Assim como ocorreu em missões anteriores de ajuda à população que vive em Gaza, os navios foram interceptados em águas internacionais, área fira do domínio de Israel. De acordo com o movimento, 9 mil pessoas já foram presas injustamente, o que configura um quadro “de terror”, caracterizado pela violência de Estado.

Em nota, a GSF destacou a gravidade da situação. “Diante dos depoimentos sobre o sequestro ilegal de participantes da GSF em águas internacionais, ocorrido em 29 de abril, que detalham padrões de tortura, abuso físico grave e violência sexual invasiva perpetrados pelas forças de ocupação israelenses, temos sérias e imediatas preocupações com a segurança física e o bem-estar de todos os detidos ilegalmente”, escreveu.

Direito internacional
Nesta segunda-feira (18), o Itamaraty publicou mensagem conjunta com os governos de Bangladesh, Colômbia, Espanha, Indonésia, Jordânia, Líbia, Maldivas, Paquistão e Turquia, classificando como “catastrófico” o sofrimento de que padecem os palestinos e de “arbitrária” a detenção dos ativistas.
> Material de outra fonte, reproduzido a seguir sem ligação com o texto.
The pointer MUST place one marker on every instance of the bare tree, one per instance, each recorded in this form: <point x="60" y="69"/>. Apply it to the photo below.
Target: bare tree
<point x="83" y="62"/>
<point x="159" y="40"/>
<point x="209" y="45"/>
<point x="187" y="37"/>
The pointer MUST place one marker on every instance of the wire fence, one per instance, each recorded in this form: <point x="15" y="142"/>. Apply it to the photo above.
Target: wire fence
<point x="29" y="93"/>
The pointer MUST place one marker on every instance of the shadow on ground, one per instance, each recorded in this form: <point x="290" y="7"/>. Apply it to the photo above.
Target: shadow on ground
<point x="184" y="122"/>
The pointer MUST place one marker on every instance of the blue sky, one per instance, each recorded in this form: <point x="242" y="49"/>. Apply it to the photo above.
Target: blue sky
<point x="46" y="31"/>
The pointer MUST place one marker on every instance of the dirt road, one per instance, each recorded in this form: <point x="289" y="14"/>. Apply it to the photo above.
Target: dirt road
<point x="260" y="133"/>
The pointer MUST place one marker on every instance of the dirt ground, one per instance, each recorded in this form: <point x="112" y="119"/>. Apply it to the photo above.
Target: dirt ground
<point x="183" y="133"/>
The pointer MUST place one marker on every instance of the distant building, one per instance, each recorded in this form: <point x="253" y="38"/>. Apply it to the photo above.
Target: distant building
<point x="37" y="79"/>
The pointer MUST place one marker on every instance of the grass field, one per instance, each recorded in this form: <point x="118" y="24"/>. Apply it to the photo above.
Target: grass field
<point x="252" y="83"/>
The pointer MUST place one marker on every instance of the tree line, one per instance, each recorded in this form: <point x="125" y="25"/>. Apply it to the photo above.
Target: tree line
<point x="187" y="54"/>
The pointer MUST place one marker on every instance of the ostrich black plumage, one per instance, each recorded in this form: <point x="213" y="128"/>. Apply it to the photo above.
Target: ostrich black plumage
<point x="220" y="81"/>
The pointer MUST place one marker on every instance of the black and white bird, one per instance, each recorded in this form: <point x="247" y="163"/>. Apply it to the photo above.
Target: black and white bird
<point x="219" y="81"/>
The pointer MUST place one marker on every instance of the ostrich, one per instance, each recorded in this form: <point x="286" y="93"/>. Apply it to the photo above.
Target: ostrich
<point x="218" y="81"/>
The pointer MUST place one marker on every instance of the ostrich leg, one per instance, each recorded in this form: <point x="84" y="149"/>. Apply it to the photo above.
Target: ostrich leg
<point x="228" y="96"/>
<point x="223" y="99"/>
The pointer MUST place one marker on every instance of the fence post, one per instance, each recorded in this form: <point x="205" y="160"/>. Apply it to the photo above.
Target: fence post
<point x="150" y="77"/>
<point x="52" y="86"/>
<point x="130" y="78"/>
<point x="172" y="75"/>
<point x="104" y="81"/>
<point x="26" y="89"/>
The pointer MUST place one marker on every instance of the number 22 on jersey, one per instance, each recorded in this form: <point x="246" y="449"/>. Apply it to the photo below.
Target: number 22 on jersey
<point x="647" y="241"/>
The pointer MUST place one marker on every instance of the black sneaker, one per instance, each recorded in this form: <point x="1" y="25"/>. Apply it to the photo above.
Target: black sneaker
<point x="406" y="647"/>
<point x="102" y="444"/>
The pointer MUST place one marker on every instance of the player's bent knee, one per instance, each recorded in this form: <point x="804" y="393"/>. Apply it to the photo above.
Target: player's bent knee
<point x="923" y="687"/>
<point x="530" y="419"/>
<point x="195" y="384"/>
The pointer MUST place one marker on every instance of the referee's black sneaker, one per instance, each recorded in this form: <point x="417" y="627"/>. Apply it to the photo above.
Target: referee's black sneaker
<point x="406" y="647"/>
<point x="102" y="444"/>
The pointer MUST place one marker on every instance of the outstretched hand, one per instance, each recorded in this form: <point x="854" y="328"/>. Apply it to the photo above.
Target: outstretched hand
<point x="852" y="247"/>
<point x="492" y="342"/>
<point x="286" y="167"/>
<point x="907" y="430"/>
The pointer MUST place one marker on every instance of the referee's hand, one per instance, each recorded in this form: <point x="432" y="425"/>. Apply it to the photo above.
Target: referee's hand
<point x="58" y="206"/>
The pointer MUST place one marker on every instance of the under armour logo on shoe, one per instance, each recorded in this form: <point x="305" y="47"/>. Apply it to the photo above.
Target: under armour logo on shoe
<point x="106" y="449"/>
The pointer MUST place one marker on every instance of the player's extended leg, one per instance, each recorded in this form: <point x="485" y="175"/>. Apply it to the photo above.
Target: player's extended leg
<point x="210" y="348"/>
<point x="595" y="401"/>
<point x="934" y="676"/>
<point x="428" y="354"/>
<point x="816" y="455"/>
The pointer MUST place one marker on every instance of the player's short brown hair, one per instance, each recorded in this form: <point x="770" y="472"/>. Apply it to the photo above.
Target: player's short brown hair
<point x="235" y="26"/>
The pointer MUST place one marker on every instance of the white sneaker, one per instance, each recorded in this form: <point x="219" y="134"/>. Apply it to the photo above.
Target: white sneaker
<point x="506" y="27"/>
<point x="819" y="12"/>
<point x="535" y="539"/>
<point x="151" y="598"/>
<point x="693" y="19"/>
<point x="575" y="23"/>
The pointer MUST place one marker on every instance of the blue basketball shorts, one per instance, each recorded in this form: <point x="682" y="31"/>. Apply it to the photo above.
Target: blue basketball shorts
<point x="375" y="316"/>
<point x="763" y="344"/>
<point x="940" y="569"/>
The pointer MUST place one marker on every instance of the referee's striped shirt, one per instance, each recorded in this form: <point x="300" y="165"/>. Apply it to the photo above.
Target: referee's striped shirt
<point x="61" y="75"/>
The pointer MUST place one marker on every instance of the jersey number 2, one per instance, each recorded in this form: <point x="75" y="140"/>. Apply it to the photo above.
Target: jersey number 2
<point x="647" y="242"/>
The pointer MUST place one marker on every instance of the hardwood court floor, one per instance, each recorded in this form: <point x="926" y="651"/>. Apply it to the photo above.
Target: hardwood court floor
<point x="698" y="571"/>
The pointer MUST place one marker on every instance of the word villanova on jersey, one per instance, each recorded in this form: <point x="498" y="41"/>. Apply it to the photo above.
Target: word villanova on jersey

Os representantes dos nove países reclamaram sua liberação e reiteraram quão fundamental é a obediência a termos convencionados mundialmente, por meio do direito internacional e internacional humanitário.

Os Ministros ressaltam, ainda, que os repetidos ataques contra iniciativas humanitárias pacíficas refletem continuado desrespeito ao direito internacional e à liberdade de navegação.

“Conclamam a comunidade internacional a assumir suas responsabilidades legais e morais, garantir a proteção de civis e de missões humanitárias e adotar medidas concretas para pôr fim à impunidade e assegurar responsabilização por essas violações.”